Spürt man in Griechenland noch viel vom 2004er-Triumph?
Absolut, vor jedem Turnier werden die alten Bilder und Dokumentationen über die EM gezeigt. Die damaligen Helden tingeln durch Talkshows und geben ein Interview nach dem anderen. Vor jedem Turnier versucht die Presse, der Mannschaft und der Öffentlichkeit den Spirit von damals mitzugeben. Vor ein paar Tagen erst hat sich Theodoros Zagorakis geäußert, der Kapitän und „Spieler des Turniers“ von 2004. Die Mannschaft sei noch lange nicht am Ende, hat er nach dem Sieg gegen die Elfenbeinküste gesagt. Das hören die Menschen gern und es wird immer so sein, dass dieses Turnier und seine Helden als Motivation dienen.
Ist es tatsächlich auch so, wie es einige Spieler nach dem Sieg gesagt haben: Gibt ein Erlebnis wie das Erreichen des Achtelfinales dem noch immer sehr unter der wirtschaftlichen Krise leidenden Land Hoffnung?
Definitiv. Der Großteil der Menschen hat schlimme finanzielle Probleme und wegen Steuern und Sparmaßnahmen große Einbußen, was Gehälter und Renten angeht. Es gibt sehr viele Menschen, die sich leider deshalb das Leben nehmen – das kommt nicht so sehr an die Öffentlichkeit. Immerhin habe ich im letzten halben Jahr gemerkt, dass es sich einigermaßen stabilisiert. Die Menschen lernen, damit irgendwie zu leben und den Kampfgeist zurückzugewinnen. Aber die vergangenen Jahre waren sehr schwierig – da sind die Griechen schon dankbar für Fußballspieler und andere große Sportler. Daran ziehen sie sich hoch – und die Nationalmannschaft ist natürlich des Griechen liebstes Kind.

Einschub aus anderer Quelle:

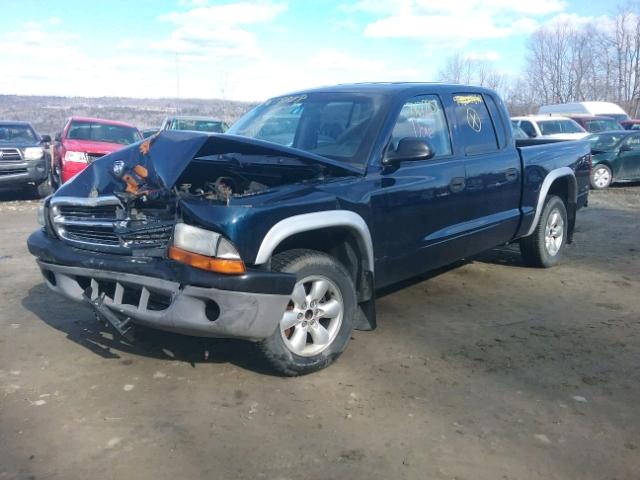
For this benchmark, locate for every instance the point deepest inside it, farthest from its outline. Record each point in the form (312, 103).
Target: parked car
(147, 132)
(616, 157)
(84, 140)
(550, 127)
(194, 124)
(594, 124)
(286, 243)
(24, 158)
(604, 109)
(633, 124)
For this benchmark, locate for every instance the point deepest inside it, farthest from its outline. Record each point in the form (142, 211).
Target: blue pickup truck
(281, 230)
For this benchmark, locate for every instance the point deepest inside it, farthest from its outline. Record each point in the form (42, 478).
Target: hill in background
(49, 114)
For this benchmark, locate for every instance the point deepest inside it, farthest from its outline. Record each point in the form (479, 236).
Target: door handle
(457, 184)
(512, 174)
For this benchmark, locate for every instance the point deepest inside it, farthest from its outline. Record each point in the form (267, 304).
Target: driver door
(418, 209)
(629, 161)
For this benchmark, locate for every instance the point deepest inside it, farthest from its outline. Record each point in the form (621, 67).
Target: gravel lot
(488, 370)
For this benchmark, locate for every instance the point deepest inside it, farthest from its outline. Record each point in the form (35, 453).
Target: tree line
(565, 62)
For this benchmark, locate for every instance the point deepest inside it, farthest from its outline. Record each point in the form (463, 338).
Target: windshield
(605, 141)
(103, 132)
(602, 125)
(339, 126)
(214, 126)
(554, 127)
(17, 134)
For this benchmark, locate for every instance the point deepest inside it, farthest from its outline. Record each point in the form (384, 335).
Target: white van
(604, 109)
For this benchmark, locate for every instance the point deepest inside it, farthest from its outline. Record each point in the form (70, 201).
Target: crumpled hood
(166, 155)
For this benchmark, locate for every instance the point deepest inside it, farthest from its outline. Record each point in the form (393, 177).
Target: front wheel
(318, 320)
(601, 177)
(543, 248)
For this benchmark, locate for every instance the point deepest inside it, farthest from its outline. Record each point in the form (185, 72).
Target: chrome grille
(100, 224)
(10, 155)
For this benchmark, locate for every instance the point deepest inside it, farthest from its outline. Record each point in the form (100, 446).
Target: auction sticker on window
(467, 99)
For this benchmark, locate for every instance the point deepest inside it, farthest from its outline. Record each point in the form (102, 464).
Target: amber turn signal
(220, 265)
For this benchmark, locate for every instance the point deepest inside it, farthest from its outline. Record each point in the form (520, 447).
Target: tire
(45, 188)
(601, 177)
(308, 339)
(543, 248)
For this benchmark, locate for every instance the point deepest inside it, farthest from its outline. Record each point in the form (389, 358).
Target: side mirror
(409, 149)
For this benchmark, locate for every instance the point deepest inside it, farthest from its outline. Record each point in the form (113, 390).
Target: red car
(84, 140)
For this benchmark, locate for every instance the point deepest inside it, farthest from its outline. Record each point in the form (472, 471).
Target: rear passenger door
(493, 171)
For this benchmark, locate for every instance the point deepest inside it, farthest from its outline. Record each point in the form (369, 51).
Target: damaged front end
(129, 201)
(144, 235)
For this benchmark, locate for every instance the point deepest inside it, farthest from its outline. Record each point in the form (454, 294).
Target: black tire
(45, 188)
(305, 264)
(533, 248)
(598, 174)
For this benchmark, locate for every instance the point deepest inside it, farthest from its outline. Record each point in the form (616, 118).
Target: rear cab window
(528, 128)
(475, 124)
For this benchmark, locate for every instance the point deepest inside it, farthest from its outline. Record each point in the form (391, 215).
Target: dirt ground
(488, 370)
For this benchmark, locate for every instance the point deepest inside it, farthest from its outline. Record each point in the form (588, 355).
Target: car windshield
(103, 132)
(339, 126)
(602, 125)
(17, 133)
(554, 127)
(605, 141)
(213, 126)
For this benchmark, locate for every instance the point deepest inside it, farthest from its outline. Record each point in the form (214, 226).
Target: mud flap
(123, 327)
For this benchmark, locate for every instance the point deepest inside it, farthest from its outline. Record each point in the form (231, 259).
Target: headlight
(33, 153)
(78, 157)
(41, 214)
(204, 249)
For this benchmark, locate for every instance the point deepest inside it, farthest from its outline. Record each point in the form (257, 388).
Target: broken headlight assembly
(42, 212)
(205, 250)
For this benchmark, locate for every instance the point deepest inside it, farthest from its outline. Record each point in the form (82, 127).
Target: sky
(252, 50)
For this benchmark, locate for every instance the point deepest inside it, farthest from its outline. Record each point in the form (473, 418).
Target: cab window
(423, 117)
(475, 124)
(633, 142)
(528, 128)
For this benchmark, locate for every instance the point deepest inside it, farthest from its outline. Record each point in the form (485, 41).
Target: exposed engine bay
(229, 176)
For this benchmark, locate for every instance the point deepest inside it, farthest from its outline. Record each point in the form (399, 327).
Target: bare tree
(469, 71)
(625, 43)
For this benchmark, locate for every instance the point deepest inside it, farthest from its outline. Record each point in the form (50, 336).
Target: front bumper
(20, 173)
(249, 306)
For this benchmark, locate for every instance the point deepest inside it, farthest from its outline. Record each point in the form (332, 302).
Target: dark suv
(24, 157)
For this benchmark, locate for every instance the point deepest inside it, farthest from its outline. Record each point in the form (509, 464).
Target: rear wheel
(601, 177)
(318, 320)
(543, 248)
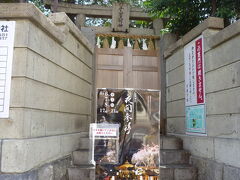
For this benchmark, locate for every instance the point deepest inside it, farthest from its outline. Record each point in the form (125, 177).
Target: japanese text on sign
(194, 73)
(195, 87)
(128, 109)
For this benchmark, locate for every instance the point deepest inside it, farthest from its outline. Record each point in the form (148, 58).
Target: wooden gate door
(127, 68)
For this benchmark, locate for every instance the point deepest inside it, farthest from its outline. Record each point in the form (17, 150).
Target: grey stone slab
(46, 172)
(174, 157)
(171, 142)
(60, 168)
(208, 169)
(231, 173)
(185, 173)
(77, 173)
(32, 175)
(81, 157)
(84, 143)
(176, 125)
(166, 173)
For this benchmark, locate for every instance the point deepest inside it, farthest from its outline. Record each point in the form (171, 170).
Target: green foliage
(183, 15)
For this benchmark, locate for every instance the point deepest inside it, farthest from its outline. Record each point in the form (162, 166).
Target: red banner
(199, 71)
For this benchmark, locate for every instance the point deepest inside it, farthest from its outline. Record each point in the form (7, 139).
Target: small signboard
(7, 31)
(104, 130)
(195, 116)
(195, 86)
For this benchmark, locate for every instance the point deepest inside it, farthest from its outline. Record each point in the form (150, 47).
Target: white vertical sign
(195, 87)
(194, 72)
(7, 31)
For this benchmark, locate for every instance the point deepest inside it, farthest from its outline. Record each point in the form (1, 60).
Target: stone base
(212, 170)
(56, 170)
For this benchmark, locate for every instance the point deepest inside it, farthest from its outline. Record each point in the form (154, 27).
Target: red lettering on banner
(199, 71)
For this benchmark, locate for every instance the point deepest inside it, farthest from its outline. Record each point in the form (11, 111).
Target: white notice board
(195, 103)
(194, 72)
(7, 31)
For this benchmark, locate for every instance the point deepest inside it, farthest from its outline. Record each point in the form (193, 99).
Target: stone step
(174, 157)
(170, 142)
(178, 172)
(81, 173)
(81, 157)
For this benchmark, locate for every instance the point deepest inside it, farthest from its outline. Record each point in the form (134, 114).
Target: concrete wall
(217, 155)
(51, 91)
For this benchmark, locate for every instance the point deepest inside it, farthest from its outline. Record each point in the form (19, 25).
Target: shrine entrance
(127, 67)
(125, 56)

Jetzt sind Sie nach acht Jahren zurück in Deutschland – waren die Arbeitsbedingungen auch ausschlaggebend für die Rückkehr?
Im Profifußball sind die Arbeitsbedingungen gut, gerade bei einem Top-Club wie PAOK. Das ist nahezu identisch mit deutschen Vereinen. Es war einfach nur eine glückliche Fügung: Der Vertrag bei PAOK lief aus und zeitgleich kam der Anruf aus Düsseldorf von Oliver Reck, den ich schon lange kenne. Ich fühle mich bei der Fortuna schon jetzt sehr wohl und bin mir sicher, wir können dort eine Menge erreichen. Insofern bin ich dankbar und glücklich, natürlich auch, weil ich wieder nah bei meiner Frau und meinem 15 Monate alten Sohn sein kann, die immer in Köln gelebt haben. Dennoch: Es war keine Frage der Arbeitsbedingungen. Die waren in Saloniki auch grandios.